4. The Verification of Model Correctness and Advantages

Prior to conducting further field engineering analysis using the proposed model that incorporates fracture roughness and multi-field effects in CO2-ECBM projects, validating the model’s accuracy is crucial. For the model validation step, we utilized field data from coalbed methane extraction performed by Mora and Wattenbarger [41]. This study used “Case 4” from the dataset obtained by Mora and Wattenbarger, a horizontal well for gas extraction. In the field extraction data, the simulated area is a rectangle measuring 568 × 568 m2. The left, right, and bottom boundaries of the model are fixed-end constraints, while the upper boundary is subjected to a gas pressure of 100 psia. Other major physical parameters are shown in Table 1. The primary data are taken from Table 1 in Reference [41]. The main data on gas production are derived from Reference [41]. Subsequently, our model is implemented in COMSOL v5.6 using finite element analysis methods. The boundary conditions, initial values of the coalbed and extraction, and extraction periods were all consistent with those reported in the literature.
Simulation calculations are performed to obtain the gas production data for different extraction days, which are then compared with actual field production data, as shown in Figure 4. As Figure 4 indicates, the simulation results of field coalbed methane extraction using our proposed model closely align with the actual field data. Thus, the accuracy and reliability of our model, considering fracture roughness and multi-field effects, have been validated. It is worth noting that in the field extraction process, characteristic data values, such as those occurring over approximately 50 days, may arise due to fluctuations in meteorological, hydrological, and geological conditions. However, these specific factors causing data fluctuations were not considered in our simulation process. This omission is the primary reason for the main errors in the numerical simulation results.
Furthermore, as shown in Figure 4, although the simulation results of the interdisciplinary model proposed by this study align well with the actual gas production data, there are still some data discrepancies in the early stages of extraction (around 50 days).

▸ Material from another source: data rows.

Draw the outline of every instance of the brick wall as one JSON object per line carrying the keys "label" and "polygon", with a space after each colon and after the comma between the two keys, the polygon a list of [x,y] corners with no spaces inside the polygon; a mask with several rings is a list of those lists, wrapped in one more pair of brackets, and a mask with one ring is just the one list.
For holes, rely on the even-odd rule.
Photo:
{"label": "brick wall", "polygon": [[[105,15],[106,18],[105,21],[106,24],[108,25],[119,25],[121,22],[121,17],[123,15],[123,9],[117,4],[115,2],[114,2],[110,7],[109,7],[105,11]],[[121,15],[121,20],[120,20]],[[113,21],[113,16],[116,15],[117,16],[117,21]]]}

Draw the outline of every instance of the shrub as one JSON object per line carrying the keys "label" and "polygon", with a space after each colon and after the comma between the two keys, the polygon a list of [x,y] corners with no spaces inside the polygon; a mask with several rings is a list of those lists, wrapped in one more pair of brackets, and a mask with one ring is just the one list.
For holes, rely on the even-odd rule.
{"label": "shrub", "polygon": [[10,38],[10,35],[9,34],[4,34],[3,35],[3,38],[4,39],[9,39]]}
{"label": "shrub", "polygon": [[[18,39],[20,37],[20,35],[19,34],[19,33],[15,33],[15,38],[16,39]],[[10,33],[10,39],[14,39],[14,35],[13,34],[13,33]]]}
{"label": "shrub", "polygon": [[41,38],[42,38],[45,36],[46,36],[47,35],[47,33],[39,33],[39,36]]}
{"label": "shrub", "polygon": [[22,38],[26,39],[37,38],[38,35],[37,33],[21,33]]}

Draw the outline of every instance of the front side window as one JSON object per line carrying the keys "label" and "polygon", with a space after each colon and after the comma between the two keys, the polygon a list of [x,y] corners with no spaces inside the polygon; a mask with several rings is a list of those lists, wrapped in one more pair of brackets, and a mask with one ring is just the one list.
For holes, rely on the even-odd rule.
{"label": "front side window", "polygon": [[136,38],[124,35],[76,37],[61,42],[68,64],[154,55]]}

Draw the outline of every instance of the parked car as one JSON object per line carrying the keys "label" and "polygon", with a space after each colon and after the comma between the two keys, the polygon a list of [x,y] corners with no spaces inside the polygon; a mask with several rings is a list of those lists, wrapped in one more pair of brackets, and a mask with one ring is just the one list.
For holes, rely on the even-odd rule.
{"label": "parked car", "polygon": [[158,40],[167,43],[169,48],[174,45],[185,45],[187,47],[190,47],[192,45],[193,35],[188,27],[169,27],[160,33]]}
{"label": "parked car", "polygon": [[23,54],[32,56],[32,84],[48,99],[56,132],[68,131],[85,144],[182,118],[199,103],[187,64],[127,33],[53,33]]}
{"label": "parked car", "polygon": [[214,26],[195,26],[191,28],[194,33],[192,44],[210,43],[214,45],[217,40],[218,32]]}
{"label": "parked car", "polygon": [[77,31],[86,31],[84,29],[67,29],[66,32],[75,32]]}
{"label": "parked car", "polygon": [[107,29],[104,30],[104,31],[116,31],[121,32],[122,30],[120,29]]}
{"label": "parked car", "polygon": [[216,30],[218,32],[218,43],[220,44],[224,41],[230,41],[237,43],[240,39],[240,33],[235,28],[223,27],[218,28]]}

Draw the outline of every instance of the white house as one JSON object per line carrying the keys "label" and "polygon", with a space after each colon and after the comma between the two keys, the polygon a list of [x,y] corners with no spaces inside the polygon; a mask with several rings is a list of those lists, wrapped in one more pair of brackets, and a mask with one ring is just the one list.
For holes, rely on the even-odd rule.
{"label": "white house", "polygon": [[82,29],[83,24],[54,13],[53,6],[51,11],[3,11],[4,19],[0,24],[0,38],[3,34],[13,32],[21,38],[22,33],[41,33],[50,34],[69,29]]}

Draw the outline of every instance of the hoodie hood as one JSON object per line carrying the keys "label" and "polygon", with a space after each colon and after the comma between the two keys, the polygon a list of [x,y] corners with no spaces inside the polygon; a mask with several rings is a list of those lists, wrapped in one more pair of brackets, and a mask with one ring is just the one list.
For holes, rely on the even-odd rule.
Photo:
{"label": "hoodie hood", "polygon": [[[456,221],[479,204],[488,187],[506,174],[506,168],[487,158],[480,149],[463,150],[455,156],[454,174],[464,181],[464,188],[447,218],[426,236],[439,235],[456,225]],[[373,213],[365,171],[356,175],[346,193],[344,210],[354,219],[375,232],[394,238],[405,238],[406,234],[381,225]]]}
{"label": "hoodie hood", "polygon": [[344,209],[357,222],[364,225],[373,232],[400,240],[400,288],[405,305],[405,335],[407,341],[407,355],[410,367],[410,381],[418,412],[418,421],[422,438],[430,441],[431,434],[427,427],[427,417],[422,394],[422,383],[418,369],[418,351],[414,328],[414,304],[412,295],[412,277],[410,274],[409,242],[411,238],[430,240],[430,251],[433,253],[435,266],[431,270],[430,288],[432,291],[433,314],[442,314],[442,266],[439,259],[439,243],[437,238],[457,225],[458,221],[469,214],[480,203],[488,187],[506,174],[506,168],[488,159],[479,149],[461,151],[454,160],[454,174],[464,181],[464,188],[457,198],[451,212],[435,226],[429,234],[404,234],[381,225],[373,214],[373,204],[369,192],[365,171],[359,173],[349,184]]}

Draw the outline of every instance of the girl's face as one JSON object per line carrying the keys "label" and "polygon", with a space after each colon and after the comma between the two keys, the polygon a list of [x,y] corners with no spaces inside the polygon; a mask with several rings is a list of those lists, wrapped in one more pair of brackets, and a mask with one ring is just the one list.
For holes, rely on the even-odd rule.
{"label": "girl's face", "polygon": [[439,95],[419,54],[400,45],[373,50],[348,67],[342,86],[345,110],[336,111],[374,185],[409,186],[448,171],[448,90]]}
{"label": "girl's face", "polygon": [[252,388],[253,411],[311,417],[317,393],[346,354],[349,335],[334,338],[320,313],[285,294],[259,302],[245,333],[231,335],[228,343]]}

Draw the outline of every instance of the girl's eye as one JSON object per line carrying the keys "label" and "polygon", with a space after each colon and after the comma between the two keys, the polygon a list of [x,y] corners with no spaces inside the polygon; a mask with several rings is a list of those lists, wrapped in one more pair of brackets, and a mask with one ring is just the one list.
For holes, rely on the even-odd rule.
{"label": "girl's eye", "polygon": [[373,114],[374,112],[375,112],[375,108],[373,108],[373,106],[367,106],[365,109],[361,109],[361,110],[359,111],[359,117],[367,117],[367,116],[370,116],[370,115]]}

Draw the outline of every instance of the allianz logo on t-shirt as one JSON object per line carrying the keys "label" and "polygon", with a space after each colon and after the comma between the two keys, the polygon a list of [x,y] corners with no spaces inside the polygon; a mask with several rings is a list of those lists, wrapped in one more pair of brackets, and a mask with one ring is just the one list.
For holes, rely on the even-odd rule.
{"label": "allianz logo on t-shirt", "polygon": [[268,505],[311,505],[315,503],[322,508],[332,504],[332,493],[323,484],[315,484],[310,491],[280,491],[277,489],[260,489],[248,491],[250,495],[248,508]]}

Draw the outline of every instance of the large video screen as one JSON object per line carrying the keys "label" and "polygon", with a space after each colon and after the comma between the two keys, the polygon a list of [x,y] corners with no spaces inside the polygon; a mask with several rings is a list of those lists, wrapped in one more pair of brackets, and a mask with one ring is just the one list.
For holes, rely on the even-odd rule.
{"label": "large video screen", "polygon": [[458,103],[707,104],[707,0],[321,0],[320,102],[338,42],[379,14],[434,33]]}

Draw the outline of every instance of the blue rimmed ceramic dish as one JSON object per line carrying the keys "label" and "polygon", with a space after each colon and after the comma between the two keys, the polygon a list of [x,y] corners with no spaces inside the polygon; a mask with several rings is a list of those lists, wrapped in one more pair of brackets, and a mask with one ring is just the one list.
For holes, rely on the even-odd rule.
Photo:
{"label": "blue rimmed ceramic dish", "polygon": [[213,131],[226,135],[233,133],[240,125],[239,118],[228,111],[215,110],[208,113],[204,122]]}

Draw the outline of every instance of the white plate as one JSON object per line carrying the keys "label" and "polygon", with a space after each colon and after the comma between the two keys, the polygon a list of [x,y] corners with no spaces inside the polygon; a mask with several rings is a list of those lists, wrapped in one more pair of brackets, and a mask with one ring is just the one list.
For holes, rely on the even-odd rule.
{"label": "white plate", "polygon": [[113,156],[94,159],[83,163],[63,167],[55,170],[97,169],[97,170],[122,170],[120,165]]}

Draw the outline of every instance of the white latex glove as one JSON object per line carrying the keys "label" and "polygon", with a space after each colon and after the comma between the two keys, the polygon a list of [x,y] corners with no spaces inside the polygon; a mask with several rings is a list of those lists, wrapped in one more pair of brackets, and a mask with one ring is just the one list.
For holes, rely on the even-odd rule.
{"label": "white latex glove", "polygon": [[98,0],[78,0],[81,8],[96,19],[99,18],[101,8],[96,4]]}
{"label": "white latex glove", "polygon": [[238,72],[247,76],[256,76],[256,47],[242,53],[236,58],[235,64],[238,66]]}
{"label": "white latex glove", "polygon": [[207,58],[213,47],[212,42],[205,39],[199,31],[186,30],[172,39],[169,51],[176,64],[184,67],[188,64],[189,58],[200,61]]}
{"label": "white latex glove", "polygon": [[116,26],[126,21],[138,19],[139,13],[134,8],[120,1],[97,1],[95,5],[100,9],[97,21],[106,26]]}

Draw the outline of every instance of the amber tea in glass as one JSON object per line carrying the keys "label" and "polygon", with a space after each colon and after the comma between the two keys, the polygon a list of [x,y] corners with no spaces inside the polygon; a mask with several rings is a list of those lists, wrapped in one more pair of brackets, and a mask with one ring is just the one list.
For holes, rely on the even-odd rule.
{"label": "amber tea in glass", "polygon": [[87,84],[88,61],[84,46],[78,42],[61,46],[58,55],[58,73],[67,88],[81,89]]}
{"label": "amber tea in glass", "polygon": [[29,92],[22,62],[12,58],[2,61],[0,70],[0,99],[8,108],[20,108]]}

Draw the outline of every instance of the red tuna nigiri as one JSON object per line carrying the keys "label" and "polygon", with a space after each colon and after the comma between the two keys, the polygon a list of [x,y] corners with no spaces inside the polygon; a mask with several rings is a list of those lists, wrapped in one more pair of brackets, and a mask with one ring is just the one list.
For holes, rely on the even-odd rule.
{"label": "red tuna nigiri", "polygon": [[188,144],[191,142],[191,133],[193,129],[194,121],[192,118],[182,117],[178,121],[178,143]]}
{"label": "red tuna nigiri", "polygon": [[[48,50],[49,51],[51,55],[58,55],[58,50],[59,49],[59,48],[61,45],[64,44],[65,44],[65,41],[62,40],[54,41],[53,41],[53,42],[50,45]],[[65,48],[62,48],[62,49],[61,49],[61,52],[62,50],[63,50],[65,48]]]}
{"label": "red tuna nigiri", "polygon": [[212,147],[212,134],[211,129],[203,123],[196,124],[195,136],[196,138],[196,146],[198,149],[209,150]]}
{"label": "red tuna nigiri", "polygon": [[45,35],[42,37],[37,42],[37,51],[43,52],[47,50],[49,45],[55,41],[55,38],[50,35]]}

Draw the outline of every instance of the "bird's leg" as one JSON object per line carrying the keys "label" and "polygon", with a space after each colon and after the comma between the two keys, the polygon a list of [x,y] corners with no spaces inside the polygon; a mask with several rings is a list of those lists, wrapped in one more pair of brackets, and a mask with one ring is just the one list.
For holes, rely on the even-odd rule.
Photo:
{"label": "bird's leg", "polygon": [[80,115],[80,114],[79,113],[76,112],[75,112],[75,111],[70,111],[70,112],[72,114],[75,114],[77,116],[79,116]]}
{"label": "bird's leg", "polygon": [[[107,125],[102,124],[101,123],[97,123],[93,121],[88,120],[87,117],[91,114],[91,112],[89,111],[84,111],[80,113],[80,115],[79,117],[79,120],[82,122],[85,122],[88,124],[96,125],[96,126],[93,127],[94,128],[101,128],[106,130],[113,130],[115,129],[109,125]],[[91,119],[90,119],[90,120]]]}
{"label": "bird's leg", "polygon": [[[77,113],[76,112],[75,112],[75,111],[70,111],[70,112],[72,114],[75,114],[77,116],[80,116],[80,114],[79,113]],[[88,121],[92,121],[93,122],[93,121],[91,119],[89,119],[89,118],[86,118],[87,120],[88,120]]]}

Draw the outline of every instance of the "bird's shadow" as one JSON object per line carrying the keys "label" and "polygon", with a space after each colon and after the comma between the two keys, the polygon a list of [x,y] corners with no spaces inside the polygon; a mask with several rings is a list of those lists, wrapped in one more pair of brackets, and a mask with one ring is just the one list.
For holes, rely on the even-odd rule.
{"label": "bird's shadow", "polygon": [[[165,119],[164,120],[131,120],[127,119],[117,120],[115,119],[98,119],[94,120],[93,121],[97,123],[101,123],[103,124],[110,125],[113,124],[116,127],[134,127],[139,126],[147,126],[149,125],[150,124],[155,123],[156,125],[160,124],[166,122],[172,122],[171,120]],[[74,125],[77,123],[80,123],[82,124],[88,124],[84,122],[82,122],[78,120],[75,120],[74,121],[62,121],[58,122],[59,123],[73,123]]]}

This is because the simulation primarily employs the finite element method, which requires mesh division during the calculation process. Consequently, the size and quality of the mesh are directly related to the computational accuracy. While it is possible to choose the smallest mesh size during the calculation, this approach requires significant computational time and resources. In this study, after multiple comparisons between computational results and resource consumption, we select the following mesh settings and computational accuracy: the maximum mesh size is 2 m, the minimum mesh size is 0.0075 m, the maximum cell growth rate is 1.2, the curvature factor is 0.25, and the total number of meshes is 74,415. With this level of computational accuracy, the computational time is 1395 s.
Furthermore, to further verify the advantages of the CO2-ECBM model proposed in this study, which can simultaneously and quantitatively explore the combined effects of thermo-hydro-mechanical coupling, extraction disturbances, and coal seam fracture roughness, we compared the stimulation results of this study with those of other models already published. Figure 5 shows a comparison of the coal seam permeability and residual gas pressure after 3650 days of extraction. As indicated by Figure 5, this study can explore the effects of the roughness of coal seam fracture on extraction efficiency under the combined thermo-hydro-mechanical effects. Therefore, the permeability of the coal seam and the pressure of coalbed methane significantly evolve with changes in fracture roughness. In contrast, other models of coalbed methane extraction published so far [2,3,7,15] cannot quantitatively characterize this feature. Hence, the analytical advantages of this study are fully highlighted.
In the process of coalbed methane extraction, the evolution of coal seam permeability is the most important indicator for assessing extraction efficiency and the gas seepage capacity. The changes in fracture roughness parameters proposed in this study directly affect the gas seepage capacity. Therefore, to more visually demonstrate the direct impact of fracture roughness on coal seam permeability and to more directly showcase the advantages of this study, we chose to analyze permeability rather than selecting the more macroscopic indicator of gas production.
Additionally, the model proposed in this study is applicable to most CO2-ECBM project conditions. Relevant practitioners and interested readers can easily adjust the boundary conditions, initial values, calculation parameters, and mesh in the finite element analysis process to perform the desired engineering calculations. The good alignment of the calculation results with the actual data indicates that the model proposed in this study is correct and reliable, meaning that using the interdisciplinary model presented in Section 3 to analyze other extraction scenarios will yield accurate results.

5. Results and Discussion

It is worth noting that in Section 4, we employed the model proposed in this study that includes a fracture roughness constant to calculate the field coalbed methane extraction project, and compared the results with field data, achieving good consistency. This thorough verification formed the basis for the detailed calculations and analysis in this section. That is to say, the analysis results in this section are conducted on the basis of a strong match between the model and the actual field monitoring data.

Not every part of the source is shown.